Über das Zustandekommen gemeinsamer europäischer Preise für Weizen, Roggen, Gerste und Mais, die gegenüber dem alten Preis der fünfziger Jahre zwischen 47, — und 55, — DM niedriger lagen ist viel in der agrarpolitischen Tagespublizistik und gegen Schwarz geschrieben worden.

Nahm er sich der Argumente des Deutschen Bauernverbandes wirklich zu unkritisch an und erwies er sich tatsächlich als „schlechter Europäer“? Sicher ist, daß die Zustimmung der deutschen Delegation in der Preisdebatte Schwarz vor vollendete Tatsachen stellte und der Minister sich zwangsläufig in eine Reihe mit jenen politischen Kräften gestellt sah, die Kritik an der Wirtschaftspolitik von Bundeskanzler Erhard übten Tatsache ist aber auch, daß Schwarz die wirtschaftspolitische Linie Erhards gegenüber dem Deutschen Bauernverband vertrat, als sich die Bundesregierung zur Zahlung einer Investitionsbeihilfe in Höhe von 380 Mio. DM bei gleichzeitiger Kürzung der Mittel für den Grünen Plan 1965 um 7% und bei 20%iger Finanzsperre für Baumaßnahmen aussprach

In der Getreidepreisfrage steckte Schwarz zwischen nationaler Neigung und europäischer Pflicht in einem tiefen Dilemma. Auf dem Höhepunkt der Krise schien er sich hilflos demgegenüber ausgesetzt zu fühlen, was in den Jahren zuvor der EWG-Ministerrat im Sinne der Gemeinsamkeit und teilweise damit zwangsläufig gegen die spezifischen Produktionsbedingungen der deutschen Landwirtschaft beschlossen hatte, und das war von grundsätzlicher Bedeutung: u. a. die Beschleunigung des Zollabbaus (3. Mai 1960), die schnelle Realisierung gemeinsamer Agrarpolitik durch die Verkürzung der Übergangszeit (14. Januar 1962), schließlich durch die Entscheidung des Europäischen Gerichtshofes, wonach Gemeinschaftsrecht vor nationalem Recht rangiert (15. Juli 1964).

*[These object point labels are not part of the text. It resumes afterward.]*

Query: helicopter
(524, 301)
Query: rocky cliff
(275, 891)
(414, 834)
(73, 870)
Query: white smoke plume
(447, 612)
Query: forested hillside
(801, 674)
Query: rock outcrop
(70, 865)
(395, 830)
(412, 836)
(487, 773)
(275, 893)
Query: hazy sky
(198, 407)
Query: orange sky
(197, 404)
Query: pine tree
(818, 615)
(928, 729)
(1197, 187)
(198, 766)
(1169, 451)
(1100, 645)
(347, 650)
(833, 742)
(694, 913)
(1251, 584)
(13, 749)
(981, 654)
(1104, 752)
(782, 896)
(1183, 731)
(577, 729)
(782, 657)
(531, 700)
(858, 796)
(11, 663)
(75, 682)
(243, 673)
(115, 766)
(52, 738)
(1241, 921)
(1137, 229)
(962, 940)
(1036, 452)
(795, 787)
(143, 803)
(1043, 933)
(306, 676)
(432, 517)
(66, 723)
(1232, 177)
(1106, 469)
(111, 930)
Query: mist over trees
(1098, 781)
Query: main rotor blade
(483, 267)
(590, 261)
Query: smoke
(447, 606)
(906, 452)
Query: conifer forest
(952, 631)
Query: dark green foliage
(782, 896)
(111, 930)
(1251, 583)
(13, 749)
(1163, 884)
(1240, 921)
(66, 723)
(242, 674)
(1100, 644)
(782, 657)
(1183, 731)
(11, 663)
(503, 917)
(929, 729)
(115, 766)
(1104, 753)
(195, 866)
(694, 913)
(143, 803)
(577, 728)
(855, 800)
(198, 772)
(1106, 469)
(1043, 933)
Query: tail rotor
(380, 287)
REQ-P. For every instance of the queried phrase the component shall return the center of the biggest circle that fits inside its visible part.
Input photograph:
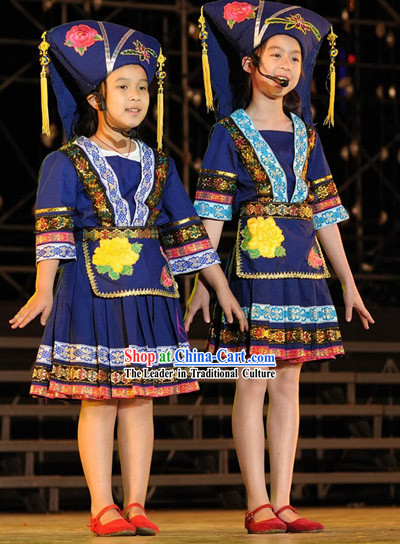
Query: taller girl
(265, 162)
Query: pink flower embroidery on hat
(237, 12)
(80, 37)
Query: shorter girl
(265, 162)
(114, 212)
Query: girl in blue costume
(265, 162)
(114, 213)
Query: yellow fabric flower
(266, 236)
(115, 253)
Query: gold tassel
(204, 61)
(330, 121)
(44, 61)
(160, 98)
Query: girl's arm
(42, 300)
(331, 241)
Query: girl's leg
(135, 442)
(282, 432)
(249, 437)
(95, 441)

All das löste die bundesdeutsche Agrarpolitik mehr oder weniger stark aus ihrer traditionell nationalen Orientierung heraus, schob manches dringende Problem auf die lange Bank und führte zwangsläufig in der agrarpolitischen Öffentlichkeit der Bundesrepublik zu der Frage, welche Position der deutschen Landwirtschaft im europäischen Gesamtrahmen überhaupt zukommen würde. Schwarz hatte nie einen Zweifel darüber aufkommen lassen, daß die Rahmenbedingungen für eine reibungslose Agrar-Integration ungünstig waren; er sprach sich nicht generell gegen Agrar-Europa aus, sondern lediglich gegen seine übereilte, überwiegend außenpolitisch motivierte und primär bürokratische Realisierung.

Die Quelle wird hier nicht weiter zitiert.